鵜子 幸久(桜リクルート社(マレーシア))

外国人労働者が、周辺14ケ国からやってきている

今回の話はこのコラムで取り上げるにはあまり関係ない話かも知れませんが、マレーシアの実情を知る象徴的な話なのでご参考ください。

3000万人の人口を抱えるマレーシアでは、アジア発展途上国からの労働力を積極的に受け入れ、その人口は200万人にものぼると言われています。実際のところ、マレーシア人はいわゆる3K職種には就こうとしません。それをカバーするのが現在周辺14ケ国からやってきている外国人労働者で、製造業・建設業・農業やサービス業で労働しており、いまや彼らのパワーなしでは経済の維持ができないほどです。また出身国別に就労できるセクターも決められており、例えば建設現場ではインドネシア人、工場労働やガードマンはネパール人、飲食店舗ではミャンマー人、家庭のメイドはフィリピン人といった具合に役割分担がなされています。最近制定された最低賃金法によると、彼らの月給は月900リンギ以上(およそ29000円ほど)となっています。

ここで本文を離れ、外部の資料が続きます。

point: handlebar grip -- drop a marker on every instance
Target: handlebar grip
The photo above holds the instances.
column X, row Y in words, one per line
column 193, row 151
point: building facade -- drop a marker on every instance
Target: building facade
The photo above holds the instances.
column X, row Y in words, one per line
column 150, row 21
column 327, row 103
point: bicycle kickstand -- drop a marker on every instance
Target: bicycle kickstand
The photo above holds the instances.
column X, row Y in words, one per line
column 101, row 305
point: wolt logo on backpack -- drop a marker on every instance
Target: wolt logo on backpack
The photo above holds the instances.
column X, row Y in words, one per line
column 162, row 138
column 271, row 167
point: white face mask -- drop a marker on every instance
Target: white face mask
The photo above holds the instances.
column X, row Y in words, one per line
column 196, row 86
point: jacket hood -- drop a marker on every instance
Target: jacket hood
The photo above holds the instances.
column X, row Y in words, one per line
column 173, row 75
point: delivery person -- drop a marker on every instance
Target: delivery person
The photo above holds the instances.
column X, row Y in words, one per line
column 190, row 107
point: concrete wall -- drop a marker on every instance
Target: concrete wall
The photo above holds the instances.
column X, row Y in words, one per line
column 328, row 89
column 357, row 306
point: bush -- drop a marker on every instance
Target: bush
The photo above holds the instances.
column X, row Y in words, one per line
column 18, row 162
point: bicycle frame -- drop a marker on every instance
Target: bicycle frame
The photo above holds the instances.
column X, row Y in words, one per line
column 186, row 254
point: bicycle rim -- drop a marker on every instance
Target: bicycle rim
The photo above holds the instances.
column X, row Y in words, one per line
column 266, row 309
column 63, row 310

日本の進出企業が外国人労働者を活用する際の注意点は?

日本からの進出企業すべてにあてはまらないと思いますが、労働集約型の製造業としての進出であったり、レストランを始めとする飲食サービス業であった場合は、人件費を考えると彼ら外国人ワーカーの雇用を行う場合もあります。その場合、雇用主による直接雇用は言語面や手続きの面で困難な場合が多いので、政府内務省が認可した労働者派遣会社またはアウトソーシング会社に依頼するのが一般的です。雇用の際、年齢制限や雇用年数制限などがあります。また保険や住居の手配なども行う必要があります。

いいか悪いかの論議は別として、マレーシア人の大卒の初任給が2500リンギ(およそ8万円)にまでなっている今、なり手がいないセクターの職種を外国人労働者が行い、役割分担が整然とできており、両者のウインウイン構造を作っている姿は機能的であると思います。今後少子化・高齢化・人口減少が恐ろしいスピードですすんでいく日本も、いずれはこういう現実と向かい合わないといけないのかも知れません。